La versión más reciente del Comité Nacional Conjunto sobre Prevención, Detección, Evaluación y Tratamiento de la Hipertensión Arterial (JNC-7), publicada en 2003, clasificó la hipertensión como una presión arterial sistólica de ≥140 mmHg o una presión arterial diastólica de ≥90 mmHg 5-6. El comité utilizó umbrales más bajos (≥130/80) para los pacientes con diabetes o enfermedad renal crónica. En la población general, el comité clasificó las presiones sanguíneas de 120-139/80-89 como pre-hipertensión. La novedad de las directrices del JNC de 2003 fue el énfasis en la presión arterial sistólica como principal marcador de riesgo, especialmente entre los pacientes de >50 años. La mayoría de los médicos han adoptado estas clasificaciones en la práctica.

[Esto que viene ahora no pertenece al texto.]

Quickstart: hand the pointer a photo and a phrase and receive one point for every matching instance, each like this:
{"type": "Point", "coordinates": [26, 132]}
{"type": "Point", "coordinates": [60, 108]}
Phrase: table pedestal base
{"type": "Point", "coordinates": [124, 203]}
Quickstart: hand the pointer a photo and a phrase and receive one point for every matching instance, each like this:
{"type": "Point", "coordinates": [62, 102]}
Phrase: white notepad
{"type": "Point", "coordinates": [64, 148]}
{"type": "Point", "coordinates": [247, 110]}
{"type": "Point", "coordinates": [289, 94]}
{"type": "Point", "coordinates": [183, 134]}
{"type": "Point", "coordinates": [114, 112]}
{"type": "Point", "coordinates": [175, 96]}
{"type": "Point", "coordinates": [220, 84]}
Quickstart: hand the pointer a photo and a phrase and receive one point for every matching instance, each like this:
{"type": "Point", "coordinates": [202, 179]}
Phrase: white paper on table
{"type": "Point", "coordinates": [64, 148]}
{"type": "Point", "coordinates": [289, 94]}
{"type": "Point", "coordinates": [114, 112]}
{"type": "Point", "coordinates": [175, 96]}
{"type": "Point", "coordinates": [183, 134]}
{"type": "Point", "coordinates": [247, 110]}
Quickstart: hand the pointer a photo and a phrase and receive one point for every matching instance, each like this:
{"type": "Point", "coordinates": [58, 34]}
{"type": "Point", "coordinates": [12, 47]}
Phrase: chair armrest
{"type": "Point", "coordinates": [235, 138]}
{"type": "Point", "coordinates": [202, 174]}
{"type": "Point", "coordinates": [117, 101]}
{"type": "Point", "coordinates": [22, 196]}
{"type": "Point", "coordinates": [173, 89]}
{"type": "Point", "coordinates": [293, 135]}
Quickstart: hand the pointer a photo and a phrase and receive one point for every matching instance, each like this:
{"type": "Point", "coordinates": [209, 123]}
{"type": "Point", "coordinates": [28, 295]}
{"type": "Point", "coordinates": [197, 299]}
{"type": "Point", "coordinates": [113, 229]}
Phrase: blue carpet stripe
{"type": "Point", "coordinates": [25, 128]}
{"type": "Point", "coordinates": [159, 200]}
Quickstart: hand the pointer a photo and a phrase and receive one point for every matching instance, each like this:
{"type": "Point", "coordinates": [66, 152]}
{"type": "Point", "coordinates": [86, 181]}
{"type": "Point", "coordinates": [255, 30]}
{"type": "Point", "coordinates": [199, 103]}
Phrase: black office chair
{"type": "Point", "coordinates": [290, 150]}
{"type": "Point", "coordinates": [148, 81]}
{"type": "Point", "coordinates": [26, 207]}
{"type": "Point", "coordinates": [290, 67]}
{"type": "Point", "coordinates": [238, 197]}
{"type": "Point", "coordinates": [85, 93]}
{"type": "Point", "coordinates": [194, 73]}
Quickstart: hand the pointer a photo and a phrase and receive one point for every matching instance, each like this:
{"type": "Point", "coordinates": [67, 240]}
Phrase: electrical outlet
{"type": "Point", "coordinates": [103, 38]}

En este número de la revista, Taylor y sus colegas utilizan una metodología novedosa para reconsiderar la contribución de varios niveles de presión arterial sistólica y diastólica a la mortalidad general en individuos mayores y jóvenes 7. Los autores también pretendían determinar el impacto de las definiciones revisadas de la presión arterial normal en la prevalencia de la hipertensión en los Estados Unidos. Los autores hicieron la suposición razonable de que los datos poblacionales actualmente disponibles que estratifican la mortalidad según los valores de la presión arterial estarían confundidos por el impacto del tratamiento antihipertensivo. Por lo tanto, optaron por examinar un conjunto de datos de pacientes (n = 13.792) de la encuesta NHANES I de 1971-1976, un marco temporal durante el cual el tratamiento antihipertensivo se prescribía con menos frecuencia. Todos los pacientes tenían datos completos del estado vital al entrar en el estudio y datos de seguimiento epidemiológico hasta 1992. El resultado primario fue la mortalidad por todas las causas. Los puntos fuertes del estudio son los datos completos del estado vital durante el periodo del estudio y la capacidad de ajustar por factores de confusión importantes, como la edad, el sexo, el hábito de fumar, el IMC, el colesterol total, los ingresos y la raza. Para estimar la distribución de los valores de presión arterial en una población de individuos no tratados, los autores buscaron datos de una época anterior al tratamiento rutinario de la hipertensión; utilizaron datos (n = 6.672) de la National Health Examination Survey (NHES) de 1959 a 1962.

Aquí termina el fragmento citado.